The pithy, opinionated, and sometimes brutally frank Heinz-Ulrich von Boffke challenges average guys to live a life less ordinary and embrace classic style in the broadest sense. it's time to rise above the trite, the boring, the predictable, the mundane, the banal, and the commonplace. It's time to stop behaving like barnyard animals at the trough and leave behind the perpetually sloppy man-child aesthetic of the last two decades or so. It's time to learn once again how to present and conduct yourself like an adult with some grooming, finesse, and sophistication. And here is where you can learn how.

Saturday, December 26, 2015

Feast of Stephen Casual Style. . .

Modelling a new rugby jersey, a Christmas present yesterday from the Grand Duchess.

Things are relaxed here at Totleigh-in-the-Wold the day after Christmas. . .  but they are by no means sloppy.  Corduroy jeans and a rugby top are every bit as comfortable as, and a damn site better looking than, ratty sweats and an old t-shirt or hooded sweatshirt.  If you don't dress up a bit better than average for yourself, then at least do it for the others around you.

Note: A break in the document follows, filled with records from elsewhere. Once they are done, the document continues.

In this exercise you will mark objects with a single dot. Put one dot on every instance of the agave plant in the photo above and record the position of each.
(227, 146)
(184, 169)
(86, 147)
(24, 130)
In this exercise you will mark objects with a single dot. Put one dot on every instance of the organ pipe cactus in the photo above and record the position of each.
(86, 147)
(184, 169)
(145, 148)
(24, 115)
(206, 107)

For Christmas Dinner yesterday evening, I wore an ocbd shirt in pale green and white university stripes with a red and white MacDonald tartan wool necktie, a navy double-breasted blazer, a pair of herringbone pants in a mottled brown with black tasseled loafers and black leather belt.  The combo was topped off by a very festive red, navy, silver, and orange paisley silk pocket square that I purchased new several years ago just before Christmas in a downtown Chicago department style close to the annual Christkindlmarkt on Daley Square.

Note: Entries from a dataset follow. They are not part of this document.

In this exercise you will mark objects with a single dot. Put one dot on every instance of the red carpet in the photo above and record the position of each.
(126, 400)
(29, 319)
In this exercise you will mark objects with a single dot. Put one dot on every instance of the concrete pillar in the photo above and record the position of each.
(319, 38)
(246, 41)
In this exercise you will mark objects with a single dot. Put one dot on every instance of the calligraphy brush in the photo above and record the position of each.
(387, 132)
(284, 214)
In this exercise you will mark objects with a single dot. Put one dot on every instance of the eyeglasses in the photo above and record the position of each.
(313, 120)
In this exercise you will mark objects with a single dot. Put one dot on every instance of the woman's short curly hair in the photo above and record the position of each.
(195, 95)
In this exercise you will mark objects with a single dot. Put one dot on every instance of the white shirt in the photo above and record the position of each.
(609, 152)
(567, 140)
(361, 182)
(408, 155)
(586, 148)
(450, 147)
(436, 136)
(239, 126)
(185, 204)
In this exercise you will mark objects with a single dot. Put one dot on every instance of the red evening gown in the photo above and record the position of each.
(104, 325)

The Christmas and New Year's holiday period is a time to have a bit of fun with dressing presentably even though many of us are able to take some time off and remain at home among family and friends.  I suggest we men pull ourselves together not because we must, but because we want to, which might require a shift in our general attitude about how we present ourselves to the world. . .  and those nearest and dearest to us  Would that really be so terrible a thing?